There are many challenges to striking a balance that provides appropriate analgesia for patients without creating or exacerbating drug dependence. The experience of pain severity is subjective and therefore self-reported pain scales are inherently unreliable (11) . The Joint Commission mandate to treat pain as the “fifth vital sign” and the linking of patient satisfaction scores to physician compensation create incentives for physicians to meet patient expectations, reasonable or not, around prescription of analgesics. Emergency physicians have identified themselves as targets for patients who seek opioids for nonmedical purposes, yet it can be difficult for clinicians to distinguish drug-seeking behavior from legitimate need (12) . Recognizing the importance of clinician discretion at the bedside, adherence to our guideline was voluntary.
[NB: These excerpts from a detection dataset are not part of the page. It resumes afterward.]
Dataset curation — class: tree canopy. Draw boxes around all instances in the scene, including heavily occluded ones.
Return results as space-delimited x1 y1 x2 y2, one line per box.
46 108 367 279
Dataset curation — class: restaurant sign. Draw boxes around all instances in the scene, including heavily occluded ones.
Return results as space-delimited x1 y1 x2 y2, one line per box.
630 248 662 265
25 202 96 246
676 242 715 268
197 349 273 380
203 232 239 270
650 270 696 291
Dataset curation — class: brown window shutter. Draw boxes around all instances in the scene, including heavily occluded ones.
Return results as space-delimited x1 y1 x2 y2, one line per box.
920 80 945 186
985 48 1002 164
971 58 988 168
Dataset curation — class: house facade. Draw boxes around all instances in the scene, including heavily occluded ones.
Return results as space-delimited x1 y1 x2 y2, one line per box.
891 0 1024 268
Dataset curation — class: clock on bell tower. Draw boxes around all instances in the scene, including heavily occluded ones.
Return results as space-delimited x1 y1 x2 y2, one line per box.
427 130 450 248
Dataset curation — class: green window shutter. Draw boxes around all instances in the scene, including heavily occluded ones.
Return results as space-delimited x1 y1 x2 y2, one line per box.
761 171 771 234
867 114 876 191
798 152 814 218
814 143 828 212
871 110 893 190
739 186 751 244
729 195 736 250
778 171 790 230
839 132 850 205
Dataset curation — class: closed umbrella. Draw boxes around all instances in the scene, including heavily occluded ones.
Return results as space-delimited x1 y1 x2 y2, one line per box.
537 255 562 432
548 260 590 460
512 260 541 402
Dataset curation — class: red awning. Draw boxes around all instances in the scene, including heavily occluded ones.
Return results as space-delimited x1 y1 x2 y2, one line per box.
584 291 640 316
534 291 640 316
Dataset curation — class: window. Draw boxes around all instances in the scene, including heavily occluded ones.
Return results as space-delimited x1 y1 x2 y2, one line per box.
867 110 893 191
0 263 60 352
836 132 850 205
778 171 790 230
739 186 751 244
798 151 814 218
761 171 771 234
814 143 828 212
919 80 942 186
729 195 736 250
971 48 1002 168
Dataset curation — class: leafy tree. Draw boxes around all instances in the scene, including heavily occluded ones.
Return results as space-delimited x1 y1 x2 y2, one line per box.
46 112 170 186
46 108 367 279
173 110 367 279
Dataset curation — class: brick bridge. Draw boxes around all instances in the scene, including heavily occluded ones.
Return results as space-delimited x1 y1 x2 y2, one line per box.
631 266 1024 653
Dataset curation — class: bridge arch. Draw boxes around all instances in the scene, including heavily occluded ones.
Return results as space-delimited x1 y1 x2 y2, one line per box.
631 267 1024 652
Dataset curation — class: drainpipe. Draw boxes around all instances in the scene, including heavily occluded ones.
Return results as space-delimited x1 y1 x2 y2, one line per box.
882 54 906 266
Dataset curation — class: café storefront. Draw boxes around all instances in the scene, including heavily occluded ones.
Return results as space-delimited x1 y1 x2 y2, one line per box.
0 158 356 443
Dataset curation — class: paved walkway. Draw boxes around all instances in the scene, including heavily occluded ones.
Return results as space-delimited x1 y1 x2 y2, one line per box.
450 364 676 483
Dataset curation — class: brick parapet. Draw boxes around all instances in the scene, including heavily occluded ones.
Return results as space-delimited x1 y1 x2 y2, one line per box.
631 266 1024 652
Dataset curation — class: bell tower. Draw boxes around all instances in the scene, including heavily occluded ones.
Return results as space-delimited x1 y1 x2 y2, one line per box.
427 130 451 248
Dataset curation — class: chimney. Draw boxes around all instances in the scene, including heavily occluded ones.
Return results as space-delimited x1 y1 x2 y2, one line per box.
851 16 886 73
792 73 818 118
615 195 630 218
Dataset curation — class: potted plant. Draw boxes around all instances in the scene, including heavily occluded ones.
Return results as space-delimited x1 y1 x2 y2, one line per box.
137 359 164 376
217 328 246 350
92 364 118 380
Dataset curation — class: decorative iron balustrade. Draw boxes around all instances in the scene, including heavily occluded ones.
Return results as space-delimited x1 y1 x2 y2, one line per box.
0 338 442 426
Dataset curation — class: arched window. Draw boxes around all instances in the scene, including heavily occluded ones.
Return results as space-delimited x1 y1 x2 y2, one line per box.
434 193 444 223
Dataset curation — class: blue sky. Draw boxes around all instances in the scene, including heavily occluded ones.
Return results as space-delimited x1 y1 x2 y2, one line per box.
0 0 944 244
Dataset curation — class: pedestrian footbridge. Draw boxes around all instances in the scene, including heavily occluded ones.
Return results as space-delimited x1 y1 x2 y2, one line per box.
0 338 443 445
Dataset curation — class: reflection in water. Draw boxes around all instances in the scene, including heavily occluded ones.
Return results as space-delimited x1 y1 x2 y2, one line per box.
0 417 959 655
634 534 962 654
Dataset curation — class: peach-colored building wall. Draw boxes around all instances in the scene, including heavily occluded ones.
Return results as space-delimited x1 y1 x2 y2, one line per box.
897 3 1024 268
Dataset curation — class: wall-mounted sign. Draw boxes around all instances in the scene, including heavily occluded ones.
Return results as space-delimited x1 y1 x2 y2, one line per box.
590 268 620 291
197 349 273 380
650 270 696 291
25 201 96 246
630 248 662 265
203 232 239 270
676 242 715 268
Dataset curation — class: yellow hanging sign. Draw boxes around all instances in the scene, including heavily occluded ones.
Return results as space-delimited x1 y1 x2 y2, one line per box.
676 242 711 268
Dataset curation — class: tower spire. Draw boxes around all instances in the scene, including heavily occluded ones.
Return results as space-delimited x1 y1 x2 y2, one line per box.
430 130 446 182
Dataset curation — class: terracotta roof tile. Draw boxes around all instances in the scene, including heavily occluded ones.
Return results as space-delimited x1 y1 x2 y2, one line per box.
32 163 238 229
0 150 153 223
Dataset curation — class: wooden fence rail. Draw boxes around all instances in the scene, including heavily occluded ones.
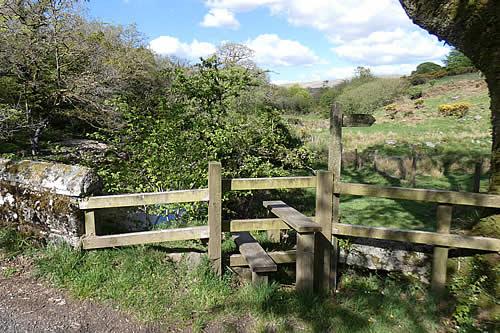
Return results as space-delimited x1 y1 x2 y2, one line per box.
79 169 500 291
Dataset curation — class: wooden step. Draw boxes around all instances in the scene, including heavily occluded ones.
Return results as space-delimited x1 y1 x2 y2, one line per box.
264 201 321 233
233 232 278 273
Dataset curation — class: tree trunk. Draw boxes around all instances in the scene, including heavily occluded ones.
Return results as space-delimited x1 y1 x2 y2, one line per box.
487 78 500 194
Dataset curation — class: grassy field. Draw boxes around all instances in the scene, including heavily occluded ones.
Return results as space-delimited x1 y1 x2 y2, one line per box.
0 229 449 333
286 74 491 230
0 74 498 332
In cases where the clinician judges opioids to be inappropriate, a prescribing guideline provides a “higher authority” for physicians to cite in the decision to withhold them.

Limitations

Major strengths of our study include the large sample size and use of the medical record itself, rather than insurance information, to determine the proportion of opioid prescriptions in our population. Some limitations should be noted. Our study setting was the emergency departments of two urban hospitals, one a tertiary care academic center and the other an affiliate community hospital within the same health system. Further studies would be required in community and hybrid settings, and perhaps in suburban and rural settings, to assess the degree to which our findings could be generalized to these practice environments.

Our study also employed a survey of attending physicians regarding their perceptions of the guideline. This retrospective survey was subject to recall bias and as there was overwhelming support for the guideline, there may have been some halo effect with regard to the more specific questions about patient satisfaction or degree of hostility encountered before and after the guideline was adopted.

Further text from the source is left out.